Processing the id element – warnings and caveats

Ideally, the id element should be able to used for matching when content from the CDA documents is imported into an application. For instance, if a patient presents at a GP for the first time, all the patients documents would be downloaded from the pcEHR, and the system would collate the records based on the id elements so that only the latest version of each problem, medication, pathology report etc would end up in the system.

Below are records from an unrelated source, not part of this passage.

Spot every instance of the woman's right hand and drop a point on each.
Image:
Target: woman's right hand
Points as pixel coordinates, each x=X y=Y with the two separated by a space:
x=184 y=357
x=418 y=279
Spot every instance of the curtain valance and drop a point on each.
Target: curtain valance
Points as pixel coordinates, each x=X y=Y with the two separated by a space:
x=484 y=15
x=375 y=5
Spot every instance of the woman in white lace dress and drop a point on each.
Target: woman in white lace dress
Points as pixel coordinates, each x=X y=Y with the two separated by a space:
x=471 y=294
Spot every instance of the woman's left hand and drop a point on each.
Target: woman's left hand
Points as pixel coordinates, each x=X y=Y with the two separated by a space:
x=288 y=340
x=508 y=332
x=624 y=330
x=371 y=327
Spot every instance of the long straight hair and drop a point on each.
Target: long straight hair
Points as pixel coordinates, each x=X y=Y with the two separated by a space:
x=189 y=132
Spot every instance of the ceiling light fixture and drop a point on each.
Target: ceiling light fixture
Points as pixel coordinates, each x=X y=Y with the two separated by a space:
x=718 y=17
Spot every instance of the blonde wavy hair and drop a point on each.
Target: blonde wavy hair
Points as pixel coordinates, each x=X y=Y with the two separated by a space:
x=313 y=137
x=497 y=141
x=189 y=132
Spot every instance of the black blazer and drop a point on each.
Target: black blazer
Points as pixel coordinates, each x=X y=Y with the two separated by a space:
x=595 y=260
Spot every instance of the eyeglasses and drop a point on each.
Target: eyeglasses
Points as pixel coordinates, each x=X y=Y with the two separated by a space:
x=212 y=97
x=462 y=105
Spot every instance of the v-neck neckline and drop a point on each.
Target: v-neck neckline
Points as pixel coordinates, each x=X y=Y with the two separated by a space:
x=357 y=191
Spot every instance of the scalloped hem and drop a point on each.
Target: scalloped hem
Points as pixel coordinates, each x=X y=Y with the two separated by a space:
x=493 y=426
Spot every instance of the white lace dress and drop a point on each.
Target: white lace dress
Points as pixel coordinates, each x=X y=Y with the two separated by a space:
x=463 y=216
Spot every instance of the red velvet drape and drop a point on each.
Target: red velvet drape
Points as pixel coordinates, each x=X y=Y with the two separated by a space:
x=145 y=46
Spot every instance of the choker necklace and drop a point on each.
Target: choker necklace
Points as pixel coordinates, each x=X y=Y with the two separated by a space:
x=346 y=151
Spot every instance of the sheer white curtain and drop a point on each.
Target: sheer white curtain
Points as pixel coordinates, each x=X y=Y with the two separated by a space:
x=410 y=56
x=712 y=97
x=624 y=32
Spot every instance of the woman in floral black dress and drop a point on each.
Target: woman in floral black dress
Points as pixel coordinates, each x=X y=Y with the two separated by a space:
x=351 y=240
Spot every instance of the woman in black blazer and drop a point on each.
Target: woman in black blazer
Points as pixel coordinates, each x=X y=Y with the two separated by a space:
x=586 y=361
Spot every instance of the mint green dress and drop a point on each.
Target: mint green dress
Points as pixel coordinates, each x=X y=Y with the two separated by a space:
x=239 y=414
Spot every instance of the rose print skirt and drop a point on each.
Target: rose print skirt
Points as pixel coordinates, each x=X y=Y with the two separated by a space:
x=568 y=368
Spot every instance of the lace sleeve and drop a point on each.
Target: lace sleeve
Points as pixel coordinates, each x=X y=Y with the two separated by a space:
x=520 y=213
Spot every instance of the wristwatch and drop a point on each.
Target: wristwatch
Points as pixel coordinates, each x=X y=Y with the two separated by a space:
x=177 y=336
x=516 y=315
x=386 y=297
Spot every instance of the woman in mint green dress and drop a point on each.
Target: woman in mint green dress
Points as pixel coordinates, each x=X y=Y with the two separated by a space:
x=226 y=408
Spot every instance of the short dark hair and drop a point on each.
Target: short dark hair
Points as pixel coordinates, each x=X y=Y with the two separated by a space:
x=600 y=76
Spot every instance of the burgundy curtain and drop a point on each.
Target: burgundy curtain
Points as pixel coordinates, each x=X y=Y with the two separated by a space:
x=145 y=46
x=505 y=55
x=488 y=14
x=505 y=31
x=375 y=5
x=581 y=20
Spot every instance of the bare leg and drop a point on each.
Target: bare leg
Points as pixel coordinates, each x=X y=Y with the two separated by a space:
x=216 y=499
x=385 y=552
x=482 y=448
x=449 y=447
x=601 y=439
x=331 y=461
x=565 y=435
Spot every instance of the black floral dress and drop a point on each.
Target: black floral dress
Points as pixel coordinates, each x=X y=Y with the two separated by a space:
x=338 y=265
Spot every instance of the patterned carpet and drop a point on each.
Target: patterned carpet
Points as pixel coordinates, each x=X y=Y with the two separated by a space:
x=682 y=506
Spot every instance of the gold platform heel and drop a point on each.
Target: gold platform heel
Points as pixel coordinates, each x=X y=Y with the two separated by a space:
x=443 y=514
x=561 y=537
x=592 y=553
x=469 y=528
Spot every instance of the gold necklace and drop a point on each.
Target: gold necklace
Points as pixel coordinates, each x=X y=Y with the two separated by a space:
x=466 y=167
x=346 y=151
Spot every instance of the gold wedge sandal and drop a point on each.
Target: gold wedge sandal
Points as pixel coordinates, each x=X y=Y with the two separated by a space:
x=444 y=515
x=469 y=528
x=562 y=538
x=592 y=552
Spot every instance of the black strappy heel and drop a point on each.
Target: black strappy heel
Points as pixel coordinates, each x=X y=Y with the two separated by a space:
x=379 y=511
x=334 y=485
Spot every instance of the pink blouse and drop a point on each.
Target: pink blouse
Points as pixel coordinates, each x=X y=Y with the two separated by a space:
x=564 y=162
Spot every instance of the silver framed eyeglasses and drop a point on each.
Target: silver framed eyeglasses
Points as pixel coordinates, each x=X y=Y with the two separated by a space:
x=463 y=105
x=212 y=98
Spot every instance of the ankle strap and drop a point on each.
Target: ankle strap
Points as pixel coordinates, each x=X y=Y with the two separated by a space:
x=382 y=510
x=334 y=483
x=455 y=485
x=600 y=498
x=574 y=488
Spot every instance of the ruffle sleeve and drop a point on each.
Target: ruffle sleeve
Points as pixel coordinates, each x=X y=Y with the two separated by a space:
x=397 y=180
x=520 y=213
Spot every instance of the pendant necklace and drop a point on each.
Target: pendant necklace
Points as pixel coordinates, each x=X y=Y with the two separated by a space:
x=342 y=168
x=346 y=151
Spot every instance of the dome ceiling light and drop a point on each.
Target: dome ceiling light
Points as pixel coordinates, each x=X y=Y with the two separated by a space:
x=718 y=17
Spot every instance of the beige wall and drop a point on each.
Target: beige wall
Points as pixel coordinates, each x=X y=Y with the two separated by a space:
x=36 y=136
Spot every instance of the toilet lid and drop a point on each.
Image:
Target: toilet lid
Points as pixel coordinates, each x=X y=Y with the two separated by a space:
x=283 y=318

But there’s a series of caveats that mean that this is may not be a good idea:

You can’t tell the difference between a real identifier, and a fake identifier made up to fill the space (unless the source system generating fake identifiers is not generating unique ones, you won’t get different records overwriting each other, but you will get identical records duplicating each other)
It’s very hard to determine the correct chronological order for the records. While the CDA document timestamp is clear and unequivocal, it’s not clear that the records in the document necessarily share the same timestamp. In most cases, that’s probably the case - it’s the obvious thing to do, but there’s no rule that it has to be the case, and there’s no conformance checking around this
The CDA documents are kind of snapshot anyway – if an existing record is deleted, it is simply omitted from later documents. So when collating records,idmatching won’t catch deleted records. In effect, you’ll have to rely on the latest document
It’s not clear that you even want to match records like this in principle. In the PCEHR core, the underlying atomic data store does have the capacity to match records and overwrite earlier records with later copies. But when the consolidated views are generated out of that store, we don’t want the very latest information for an author or a problem etc to show as the content of earlier documents – we want what was shown in the original source document to appear in the view against that document. So the PCEHR data store never matches by theidelement
Finally, a couple of RIM specific notes (ignore if you aren’t familiar with the RIM). RIM based processing engines might naturally associate a rule concerning immutable attributes that have consistent ids – that they can’t change, and it’s an error if an object with the same id but different immutable attributes is encountered. However, this is not the case – the quick explanation is that the value of the attribute (especially classCode/typeCode) may be constrained differently in different places. I’ll do a full explanation of this in a separate post if anyone wants
And then, there’s Role.id

The RIM.id is a most slippery identifier. Note the definition from the RIM:

A unique identifier for the player Entity in this Role

That’s a little opaque: is that the identifier for the player when it plays this role, or the identifier for the player that is in this role? There’s a clarifying note:

The identifier of the Role identifies the Entity playing the role in that role

Only that doesn’t really clarify anything does it? I believe that the correct interpretation is the second: this is the identifier for the player – and that therefore the same role id may be encountered in multiple places for different roles where the same entity plays the different roles.

On these grounds, some of the CDA implementation guides say some variation of the following language:

When the author is also the ‘legalAuthenticator’ then ClinicalDocument/legalAuthenticator/assignedEntity/id SHALL be same as ‘ClinicalDocument/author/assignedAuthor/id

When the CDA implementation guides say this, then you can rely on this: the ids will match. That will be checked during the conformance process.

However, other than that, the ids probably aren’t going to be very useful in the near term. But you still have to fill them out where CDA requires them.